The naming procedure described in The Ododu Language considers a name to be any word that has one or more of the following characteristics; begins or ends with a consonant; contains two or more consecutive consonants or vowels in its core; contains a “v” or “j”. All names are assumed to be nouns, either used as subjects in a sentence, or as identifiers in lists, titles, signage, or other uses not dependent on a grammar for understanding or interpretation.
However, there are many times when it is desirable to use a name in a grammatical context that is not that of a noun used as a subject in a sentence. To do this the word is started with a Y followed by the classifying Ododu vowel for noun, verb, modifier, etc.. The name is then inserted and the word is ended with a final vowel that specifies usage (subject, tense, etc.).

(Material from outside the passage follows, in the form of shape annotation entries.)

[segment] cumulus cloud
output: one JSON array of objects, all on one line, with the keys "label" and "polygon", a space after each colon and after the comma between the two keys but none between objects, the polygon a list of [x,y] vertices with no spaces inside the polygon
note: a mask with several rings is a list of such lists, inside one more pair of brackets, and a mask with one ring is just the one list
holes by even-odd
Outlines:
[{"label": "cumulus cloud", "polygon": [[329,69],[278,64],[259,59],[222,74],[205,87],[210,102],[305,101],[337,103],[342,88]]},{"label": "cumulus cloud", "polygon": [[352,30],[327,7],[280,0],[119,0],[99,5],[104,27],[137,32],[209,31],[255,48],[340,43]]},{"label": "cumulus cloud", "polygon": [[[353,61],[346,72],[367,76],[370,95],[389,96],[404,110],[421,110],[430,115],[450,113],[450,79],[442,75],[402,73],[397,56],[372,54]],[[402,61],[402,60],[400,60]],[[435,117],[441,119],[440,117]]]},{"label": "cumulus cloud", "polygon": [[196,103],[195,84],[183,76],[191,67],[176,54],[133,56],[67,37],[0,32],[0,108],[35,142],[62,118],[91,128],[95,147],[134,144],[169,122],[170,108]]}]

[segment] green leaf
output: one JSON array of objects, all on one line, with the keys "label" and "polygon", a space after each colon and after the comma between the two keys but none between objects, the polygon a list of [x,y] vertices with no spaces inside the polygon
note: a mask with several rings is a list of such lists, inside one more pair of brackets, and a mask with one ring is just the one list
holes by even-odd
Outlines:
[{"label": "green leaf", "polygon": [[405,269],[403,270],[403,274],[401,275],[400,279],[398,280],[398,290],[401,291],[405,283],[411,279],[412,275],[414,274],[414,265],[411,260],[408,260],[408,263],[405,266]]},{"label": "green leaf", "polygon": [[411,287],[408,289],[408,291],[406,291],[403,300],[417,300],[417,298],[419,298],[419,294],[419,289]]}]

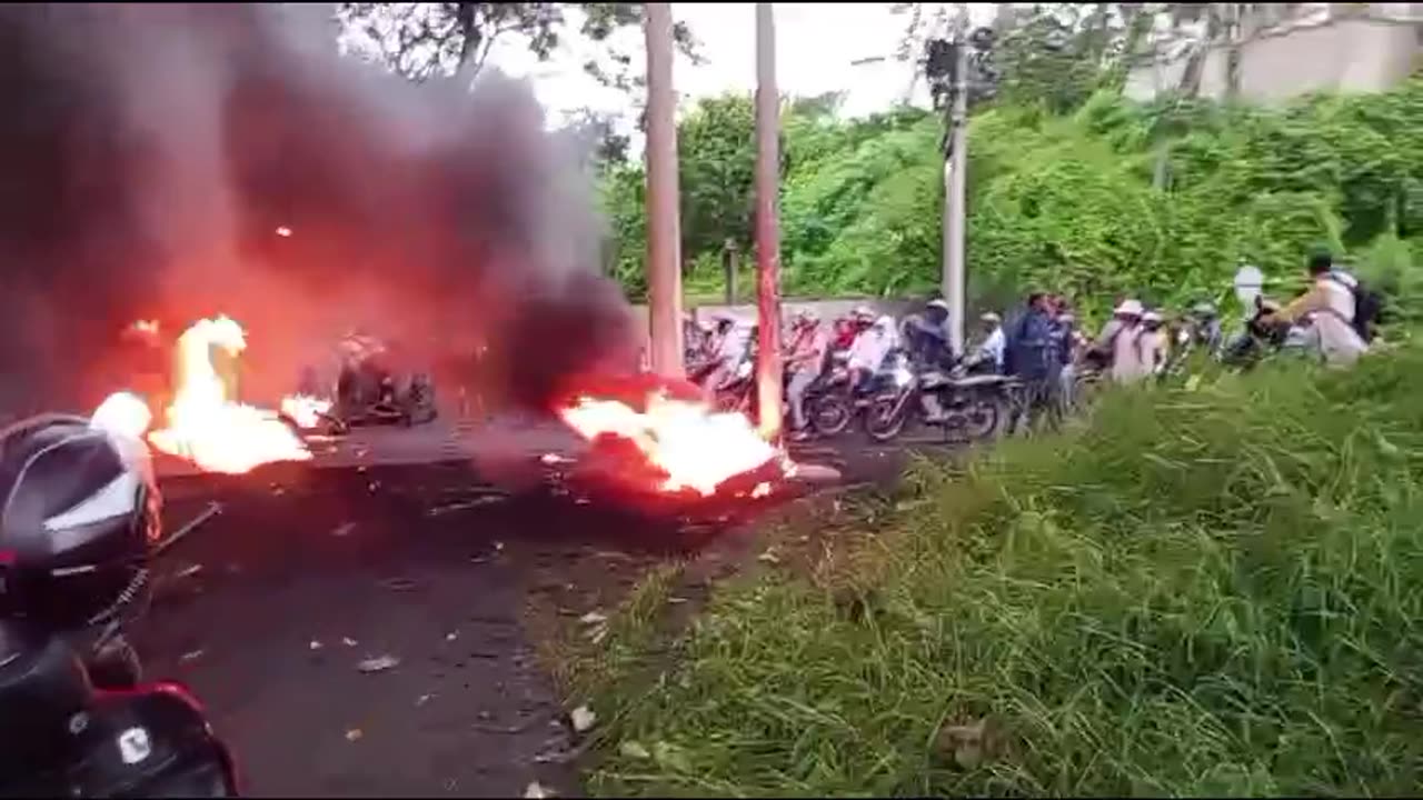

For example to use the English word "table" as a real noun serving as the subject of a sentence in Ododu you could just write “table”. However, to use the word “table” as a direct object in a sentence, you would write "yutablei". To turn table into a verb, for example “to table” a motion, write “yitableu”.
The ability to use any word from any language within the Ododu grammar as a name allows for the inclusion of all the other languages within the Ododu paradigm. Since Ododu actually contains relatively few words compared with most natural languages, and since most names in natural languages are nouns used as subjects in sentences this actually allows Ododu to become a part of, or embedded within, other natural languages.